爆発のあったアスファルト固化処理施設3階で、動燃が12日に床をぬぐって測定したところ、2カ所でアルファ線を検出した。放射能レベルは1平方センチ当たり0.028ベクレルで、立ち入り禁止区域を設定する基準値1平方センチ当たり4ベクレルを大きく下回っている。
また、14日公表された排気筒の放射線検出器データでも、爆発後、アルファ線を放出するチリをとらえており、割れたガラス窓か、または排気筒を通じて、外部にプルトニウムなどが漏れたことは確実だ
アルファ線はヘリウム原子核と同じもので、破壊力が強く、呼吸などで体内に取り込むと、がんを起こす恐れがある。半面、ベータ線やガンマ線と比べて粒子が大きいので、紙1枚で遮ることができる。核分裂によって放射されるアルファ線は空気中を数センチ飛ぶだけ。爆発の規模が大きかったために、爆風で超ウラン元素が1階から3階まで10メートルも噴き上げられたとみている。
また、同じ排気筒のベータ線検出器では爆発の直後から放射線レベルが急上昇し、30分足らずの間に約100倍になっていた。
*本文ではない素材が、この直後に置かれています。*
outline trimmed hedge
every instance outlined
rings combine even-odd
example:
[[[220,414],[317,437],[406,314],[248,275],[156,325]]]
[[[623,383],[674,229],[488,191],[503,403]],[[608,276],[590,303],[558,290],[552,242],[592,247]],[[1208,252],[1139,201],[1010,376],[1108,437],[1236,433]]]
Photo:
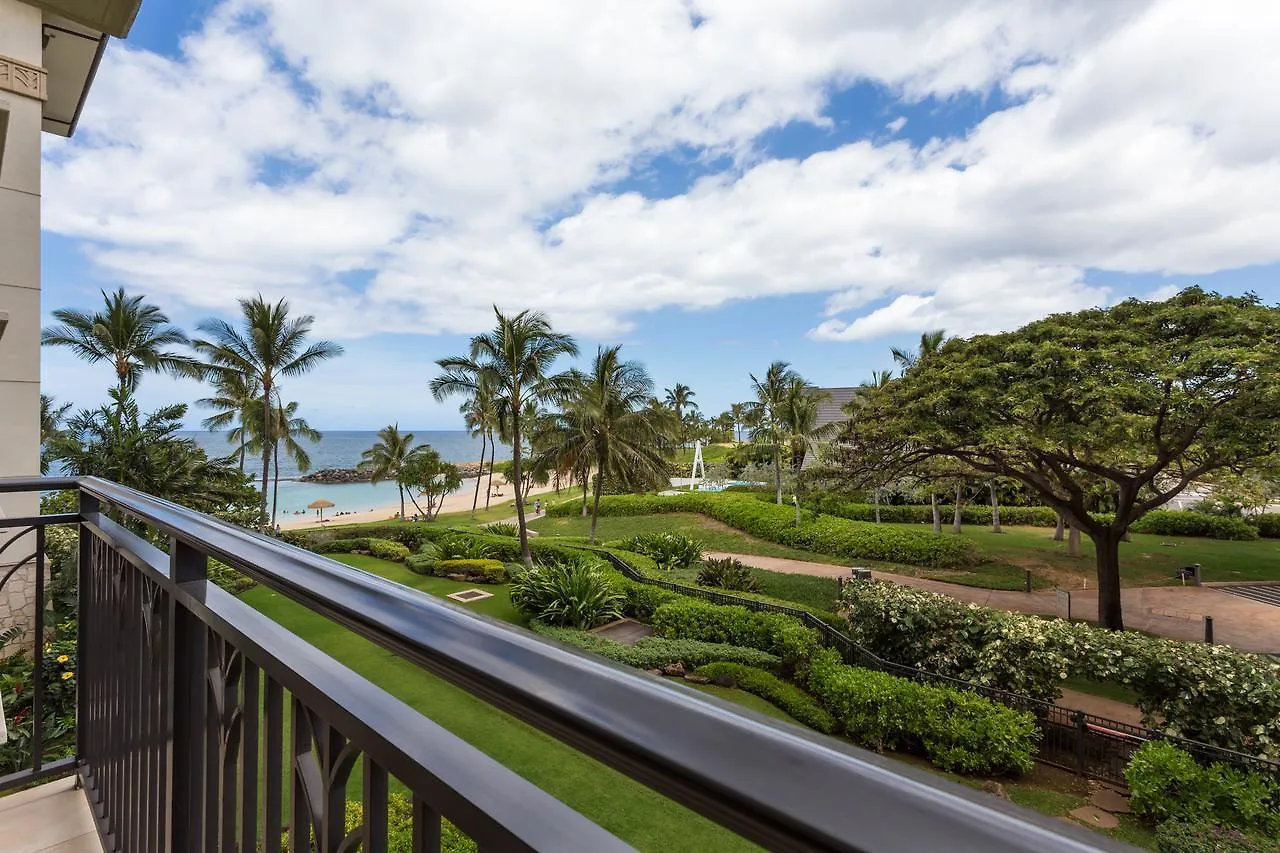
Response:
[[[791,715],[797,722],[825,735],[836,730],[836,721],[812,696],[771,672],[740,663],[709,663],[698,667],[697,675],[722,687],[736,687],[764,699]]]
[[[777,669],[781,663],[777,655],[726,643],[643,637],[634,646],[625,646],[596,634],[587,634],[572,628],[555,628],[536,619],[529,623],[529,628],[535,633],[558,640],[565,645],[595,652],[637,669],[657,669],[673,663],[683,664],[686,668],[697,668],[716,662]]]
[[[773,500],[772,496],[767,496]],[[764,500],[761,495],[758,499]],[[812,507],[826,515],[835,515],[852,521],[876,520],[875,504],[854,503],[836,495],[815,495],[805,501],[805,506]],[[950,524],[955,514],[955,506],[939,504],[938,514],[943,524]],[[991,507],[983,504],[970,504],[960,507],[960,517],[965,524],[974,527],[991,526]],[[932,524],[933,508],[928,504],[880,504],[880,521],[885,524]],[[1002,506],[1000,507],[1000,523],[1022,527],[1054,527],[1058,523],[1058,514],[1047,506]]]
[[[808,660],[820,647],[817,631],[785,613],[710,604],[684,596],[653,612],[653,632],[660,637],[760,649],[778,655],[789,667]]]
[[[399,542],[393,542],[390,539],[369,539],[369,555],[377,557],[379,560],[390,560],[393,563],[403,563],[412,551],[408,545],[402,545]]]
[[[510,580],[507,567],[501,560],[437,560],[432,574],[442,578],[466,575],[468,581],[475,583],[506,583]]]
[[[1280,663],[879,582],[845,584],[853,639],[894,663],[1051,701],[1072,676],[1125,684],[1167,734],[1280,758]]]
[[[807,684],[864,746],[914,752],[955,773],[1025,773],[1034,763],[1035,717],[976,694],[846,666],[834,649],[813,656]]]
[[[573,506],[558,504],[550,515],[571,516]],[[903,530],[819,515],[796,524],[791,507],[766,504],[749,495],[617,495],[600,501],[604,516],[656,515],[697,512],[730,527],[780,545],[816,551],[851,560],[881,560],[950,569],[977,562],[977,549],[968,539],[923,530]]]
[[[1159,853],[1275,853],[1276,843],[1211,823],[1166,821],[1156,827]]]
[[[1131,524],[1129,530],[1156,536],[1203,536],[1242,541],[1258,538],[1258,528],[1243,518],[1187,510],[1153,509]]]
[[[1154,823],[1210,823],[1280,836],[1280,780],[1196,762],[1171,743],[1147,741],[1124,770],[1129,804]]]
[[[1264,512],[1247,521],[1258,528],[1258,535],[1264,539],[1280,539],[1280,512]]]

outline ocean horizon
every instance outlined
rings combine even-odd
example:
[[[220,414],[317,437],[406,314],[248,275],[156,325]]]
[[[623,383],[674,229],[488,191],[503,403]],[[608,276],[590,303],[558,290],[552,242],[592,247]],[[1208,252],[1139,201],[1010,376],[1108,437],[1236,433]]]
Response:
[[[311,457],[310,471],[325,468],[354,468],[360,462],[360,454],[378,441],[377,430],[322,430],[323,438],[314,444],[304,442]],[[414,445],[430,445],[446,462],[479,462],[481,442],[479,437],[466,430],[401,430],[411,432]],[[196,442],[210,456],[230,456],[236,447],[227,440],[226,432],[209,430],[184,430],[184,438]],[[488,458],[488,449],[485,457]],[[498,459],[511,458],[510,448],[498,445]],[[262,460],[252,455],[245,459],[245,473],[253,474],[256,483],[262,482]],[[374,509],[399,507],[400,491],[395,483],[307,483],[298,479],[302,474],[294,461],[280,455],[280,492],[276,520],[281,521],[307,511],[307,505],[323,498],[334,504],[330,512],[368,512]],[[475,479],[467,479],[458,491],[475,488]]]

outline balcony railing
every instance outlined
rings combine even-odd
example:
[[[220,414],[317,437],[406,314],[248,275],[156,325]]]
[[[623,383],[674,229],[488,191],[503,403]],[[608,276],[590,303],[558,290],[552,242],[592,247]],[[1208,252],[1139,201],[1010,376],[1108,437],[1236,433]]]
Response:
[[[108,851],[275,853],[287,835],[292,851],[382,853],[392,779],[415,851],[440,848],[442,818],[481,850],[630,849],[210,582],[210,559],[770,850],[1128,849],[114,483],[0,479],[55,489],[77,491],[78,512],[0,533],[79,531],[75,755],[42,762],[37,712],[32,764],[0,791],[76,773]]]

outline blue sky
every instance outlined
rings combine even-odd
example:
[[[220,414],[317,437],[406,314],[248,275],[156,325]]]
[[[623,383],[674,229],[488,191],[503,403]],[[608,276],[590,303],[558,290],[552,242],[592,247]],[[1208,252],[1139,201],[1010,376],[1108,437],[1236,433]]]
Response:
[[[46,138],[46,311],[287,298],[348,354],[285,393],[360,429],[457,426],[426,385],[494,303],[715,414],[774,359],[856,384],[932,328],[1280,298],[1266,4],[366,5],[144,2]],[[103,399],[107,367],[43,359]]]

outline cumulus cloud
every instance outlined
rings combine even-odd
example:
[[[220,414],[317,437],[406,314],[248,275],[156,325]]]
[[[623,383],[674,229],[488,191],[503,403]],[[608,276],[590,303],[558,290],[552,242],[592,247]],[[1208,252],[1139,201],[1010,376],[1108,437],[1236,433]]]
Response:
[[[1086,270],[1280,259],[1277,39],[1264,0],[224,0],[174,57],[112,46],[44,227],[153,296],[289,296],[335,337],[792,293],[827,295],[819,339],[1007,328],[1112,298]],[[762,147],[855,82],[1009,105]],[[733,165],[610,191],[673,151]]]
[[[907,126],[906,116],[898,116],[893,121],[885,125],[885,127],[888,129],[890,133],[897,133],[898,131],[902,130],[906,126]]]

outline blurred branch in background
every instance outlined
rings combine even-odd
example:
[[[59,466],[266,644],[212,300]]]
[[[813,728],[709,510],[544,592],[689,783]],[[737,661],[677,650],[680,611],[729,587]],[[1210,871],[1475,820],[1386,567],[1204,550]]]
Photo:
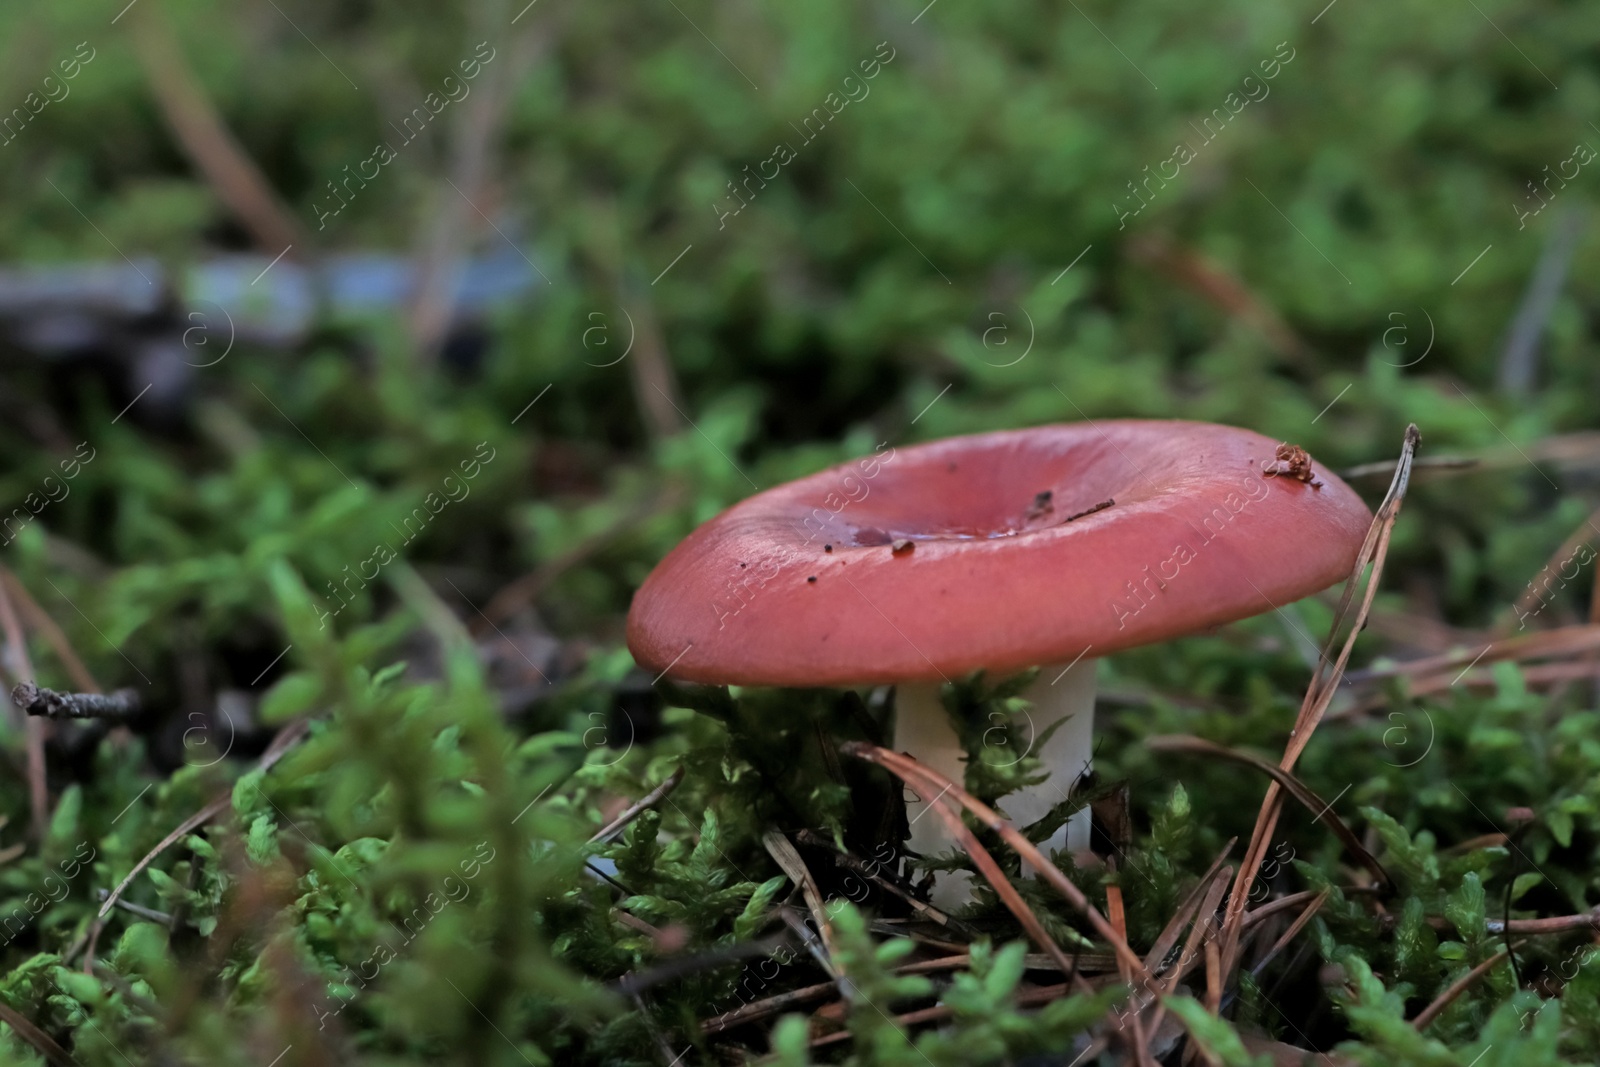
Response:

動燃は、放射性ヨウ素の外部への放出量は210万ベクレルとしているが、超ウラン元素をはじめとする他の放射性物質の放出量は「把握していない」という。
再処理工場で処理する使用済み燃料には、プルトニウムなど超ウラン元素が含まれており、低レベル廃棄物の中にも除去し切れなかったものが少量含まれている。こうした元素が周囲にまき散らされたらしい。超ウラン元素は放射能の半減期が1000年、1万年単位と長く、処理が難しい。


<プルトニウム> 放射性元素の1つ。自然界には存在せず、原子炉の使用済み核燃料を再処理して取り出す。核燃料に使われるプルトニウム239は半減期が約2万4000年で、人体に取り込まれると、放射線障害を起こしやすく、きわめて危険だとされている。ウランよりも原子核中の陽子の数が多い元素を総称して超ウラン元素という。すべて人工の放射性元素で、プルトニウムやアメリシウムなどがある。